Prevention and Treatment for Renal Complications of Diabetes


Diabetics are more susceptible to this condition, but not all patients with diabetes experience kidney disease in their lifetime. There are ways that a diabetic person can prevent the onset of kidney disease. First of all, keeping blood sugar levels at a healthy range is key to preventing the development of kidney disease. If a person monitors their blood sugar and keeps it in stable shape, the risk of developing kidney disease is much less. Blood pressure is another important aspect to consider when dealing with kidney disease. If kidney disease is already present, even a slight rise in blood pressure can worsen the illness. Avoiding alcohol and tobacco, getting regular physical activity, weight loss and eating less salt are all ways that blood pressure can be kept in check.
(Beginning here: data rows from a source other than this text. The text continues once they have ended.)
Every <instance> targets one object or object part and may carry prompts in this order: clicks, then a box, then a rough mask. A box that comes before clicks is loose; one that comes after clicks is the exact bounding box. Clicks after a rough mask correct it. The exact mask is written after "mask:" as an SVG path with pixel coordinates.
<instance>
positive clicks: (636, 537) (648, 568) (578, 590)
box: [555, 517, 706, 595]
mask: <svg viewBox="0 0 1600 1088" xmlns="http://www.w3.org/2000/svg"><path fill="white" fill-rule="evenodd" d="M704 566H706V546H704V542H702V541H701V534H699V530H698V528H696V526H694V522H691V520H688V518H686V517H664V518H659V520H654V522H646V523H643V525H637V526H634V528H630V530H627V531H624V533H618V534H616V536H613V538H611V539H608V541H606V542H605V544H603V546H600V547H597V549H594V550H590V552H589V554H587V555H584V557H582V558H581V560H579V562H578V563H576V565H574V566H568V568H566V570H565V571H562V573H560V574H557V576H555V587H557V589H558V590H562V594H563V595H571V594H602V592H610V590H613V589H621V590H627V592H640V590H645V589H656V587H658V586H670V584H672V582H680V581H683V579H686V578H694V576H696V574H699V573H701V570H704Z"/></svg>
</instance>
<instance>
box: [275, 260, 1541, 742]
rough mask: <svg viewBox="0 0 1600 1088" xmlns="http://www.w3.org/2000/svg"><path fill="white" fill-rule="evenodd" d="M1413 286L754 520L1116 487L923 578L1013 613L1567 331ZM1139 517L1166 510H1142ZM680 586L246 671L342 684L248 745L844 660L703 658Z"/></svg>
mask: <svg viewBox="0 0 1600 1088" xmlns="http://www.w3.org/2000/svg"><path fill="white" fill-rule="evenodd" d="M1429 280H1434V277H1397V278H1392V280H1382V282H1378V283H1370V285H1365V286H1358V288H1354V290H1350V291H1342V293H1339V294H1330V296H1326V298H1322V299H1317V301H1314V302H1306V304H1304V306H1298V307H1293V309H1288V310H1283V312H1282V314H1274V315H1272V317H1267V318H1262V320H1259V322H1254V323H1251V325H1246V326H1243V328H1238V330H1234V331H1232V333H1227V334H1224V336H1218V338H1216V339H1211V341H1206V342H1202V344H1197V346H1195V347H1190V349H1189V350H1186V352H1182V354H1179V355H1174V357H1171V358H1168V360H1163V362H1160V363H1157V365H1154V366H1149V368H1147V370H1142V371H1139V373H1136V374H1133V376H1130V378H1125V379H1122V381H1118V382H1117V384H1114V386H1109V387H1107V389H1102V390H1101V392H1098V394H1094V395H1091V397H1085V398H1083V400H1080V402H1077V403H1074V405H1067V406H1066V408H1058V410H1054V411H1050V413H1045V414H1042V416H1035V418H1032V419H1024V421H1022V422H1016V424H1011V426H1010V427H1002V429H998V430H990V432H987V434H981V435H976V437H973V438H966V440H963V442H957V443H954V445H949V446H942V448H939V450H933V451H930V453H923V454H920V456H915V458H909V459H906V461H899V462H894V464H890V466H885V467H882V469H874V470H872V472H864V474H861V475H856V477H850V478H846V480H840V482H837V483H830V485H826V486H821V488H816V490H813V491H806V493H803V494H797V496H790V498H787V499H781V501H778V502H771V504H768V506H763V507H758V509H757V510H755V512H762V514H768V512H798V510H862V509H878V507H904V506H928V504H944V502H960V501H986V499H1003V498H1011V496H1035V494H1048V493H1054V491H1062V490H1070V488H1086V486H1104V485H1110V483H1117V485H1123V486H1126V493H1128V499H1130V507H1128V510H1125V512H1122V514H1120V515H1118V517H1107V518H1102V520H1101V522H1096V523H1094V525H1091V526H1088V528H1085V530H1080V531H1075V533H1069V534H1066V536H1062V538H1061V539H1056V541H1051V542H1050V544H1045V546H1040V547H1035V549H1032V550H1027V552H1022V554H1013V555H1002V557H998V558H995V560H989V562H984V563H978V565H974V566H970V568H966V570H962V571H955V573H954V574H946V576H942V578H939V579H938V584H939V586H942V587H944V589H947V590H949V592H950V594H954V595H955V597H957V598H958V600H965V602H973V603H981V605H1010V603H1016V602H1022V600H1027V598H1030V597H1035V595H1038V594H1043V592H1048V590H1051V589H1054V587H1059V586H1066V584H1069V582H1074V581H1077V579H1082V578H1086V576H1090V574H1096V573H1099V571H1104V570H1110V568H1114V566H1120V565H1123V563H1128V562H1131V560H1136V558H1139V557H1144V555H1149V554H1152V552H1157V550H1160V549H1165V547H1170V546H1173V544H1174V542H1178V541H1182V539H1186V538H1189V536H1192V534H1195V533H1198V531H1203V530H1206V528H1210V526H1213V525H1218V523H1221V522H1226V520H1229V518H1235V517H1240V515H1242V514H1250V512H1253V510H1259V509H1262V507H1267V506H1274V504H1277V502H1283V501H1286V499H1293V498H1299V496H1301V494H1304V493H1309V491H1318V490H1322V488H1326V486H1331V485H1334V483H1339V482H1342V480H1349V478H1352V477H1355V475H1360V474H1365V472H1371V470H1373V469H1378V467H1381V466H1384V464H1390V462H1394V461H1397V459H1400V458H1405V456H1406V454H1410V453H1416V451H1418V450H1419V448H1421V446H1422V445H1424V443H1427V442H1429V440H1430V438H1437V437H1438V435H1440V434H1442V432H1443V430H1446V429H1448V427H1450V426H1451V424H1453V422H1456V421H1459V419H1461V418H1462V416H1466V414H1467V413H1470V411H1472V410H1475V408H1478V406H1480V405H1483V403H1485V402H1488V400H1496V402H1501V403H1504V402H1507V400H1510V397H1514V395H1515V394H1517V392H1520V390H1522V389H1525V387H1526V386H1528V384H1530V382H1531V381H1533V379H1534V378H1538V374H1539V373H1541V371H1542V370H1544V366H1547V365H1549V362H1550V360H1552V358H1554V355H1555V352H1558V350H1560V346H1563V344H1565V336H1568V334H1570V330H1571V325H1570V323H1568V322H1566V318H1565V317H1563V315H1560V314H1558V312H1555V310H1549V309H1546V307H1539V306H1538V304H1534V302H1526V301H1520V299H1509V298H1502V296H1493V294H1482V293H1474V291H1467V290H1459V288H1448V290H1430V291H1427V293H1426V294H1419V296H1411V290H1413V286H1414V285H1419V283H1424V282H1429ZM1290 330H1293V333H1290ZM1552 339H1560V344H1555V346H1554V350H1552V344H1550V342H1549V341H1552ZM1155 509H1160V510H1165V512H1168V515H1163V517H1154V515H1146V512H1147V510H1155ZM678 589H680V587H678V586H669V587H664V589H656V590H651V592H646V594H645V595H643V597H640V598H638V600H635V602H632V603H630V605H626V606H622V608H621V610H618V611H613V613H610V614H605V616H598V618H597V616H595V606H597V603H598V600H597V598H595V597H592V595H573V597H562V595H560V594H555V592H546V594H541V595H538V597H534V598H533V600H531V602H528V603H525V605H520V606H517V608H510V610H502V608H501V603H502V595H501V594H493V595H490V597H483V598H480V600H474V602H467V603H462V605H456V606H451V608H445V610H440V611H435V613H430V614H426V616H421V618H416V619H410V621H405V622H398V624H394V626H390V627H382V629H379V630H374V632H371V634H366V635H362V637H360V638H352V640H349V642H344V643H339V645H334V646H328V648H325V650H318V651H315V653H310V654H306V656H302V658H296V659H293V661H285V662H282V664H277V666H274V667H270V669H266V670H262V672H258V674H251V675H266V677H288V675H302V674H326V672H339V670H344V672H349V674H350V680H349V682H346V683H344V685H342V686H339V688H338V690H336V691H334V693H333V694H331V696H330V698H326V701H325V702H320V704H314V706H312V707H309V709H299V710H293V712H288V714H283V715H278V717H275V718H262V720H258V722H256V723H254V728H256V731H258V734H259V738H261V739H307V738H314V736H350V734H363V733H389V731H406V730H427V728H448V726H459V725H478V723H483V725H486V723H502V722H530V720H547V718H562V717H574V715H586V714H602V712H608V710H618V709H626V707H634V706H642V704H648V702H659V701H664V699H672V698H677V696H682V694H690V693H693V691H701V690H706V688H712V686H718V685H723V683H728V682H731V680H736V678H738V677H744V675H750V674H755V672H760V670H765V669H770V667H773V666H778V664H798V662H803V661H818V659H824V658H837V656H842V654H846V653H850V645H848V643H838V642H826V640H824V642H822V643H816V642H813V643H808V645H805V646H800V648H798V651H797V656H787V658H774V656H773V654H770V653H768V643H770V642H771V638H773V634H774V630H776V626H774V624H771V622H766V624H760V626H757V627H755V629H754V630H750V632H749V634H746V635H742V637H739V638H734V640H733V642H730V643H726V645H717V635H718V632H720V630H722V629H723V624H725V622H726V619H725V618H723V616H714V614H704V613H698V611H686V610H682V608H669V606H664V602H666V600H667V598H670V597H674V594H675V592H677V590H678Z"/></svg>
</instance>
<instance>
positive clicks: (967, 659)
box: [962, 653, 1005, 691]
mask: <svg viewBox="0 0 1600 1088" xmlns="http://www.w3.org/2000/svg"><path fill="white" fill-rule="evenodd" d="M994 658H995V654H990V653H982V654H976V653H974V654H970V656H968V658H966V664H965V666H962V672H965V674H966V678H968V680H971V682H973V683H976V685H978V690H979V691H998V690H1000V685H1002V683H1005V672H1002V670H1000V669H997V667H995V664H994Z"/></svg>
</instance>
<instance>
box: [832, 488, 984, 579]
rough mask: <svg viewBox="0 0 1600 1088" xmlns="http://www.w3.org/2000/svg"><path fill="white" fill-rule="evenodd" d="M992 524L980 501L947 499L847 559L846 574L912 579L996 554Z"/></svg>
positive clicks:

Doctors also prescribe medications to assist with the renal complications of diabetes. Some medicines are given to lower blood pressure. ACE inhibitors are another medication that works to lower blood pressure, and this is the preferred method of doctors when treating diabetic patients. The ACE inhibitors have been shown to slow kidney disease while lowering blood pressure levels.

A doctor may also put a person with kidney disease on a low-protein diet because the kidneys work harder when a person consumes protein. However, a patient should never start this kind of diet without consulting a medical professional first.

If kidneys experience failure, a patient will have to be put on dialysis or get a kidney transplant. During dialysis, the kidney goes through a cleansing procedure. If transplantation happens, the patient must wait for a matching donor that is currently living or that has recently died.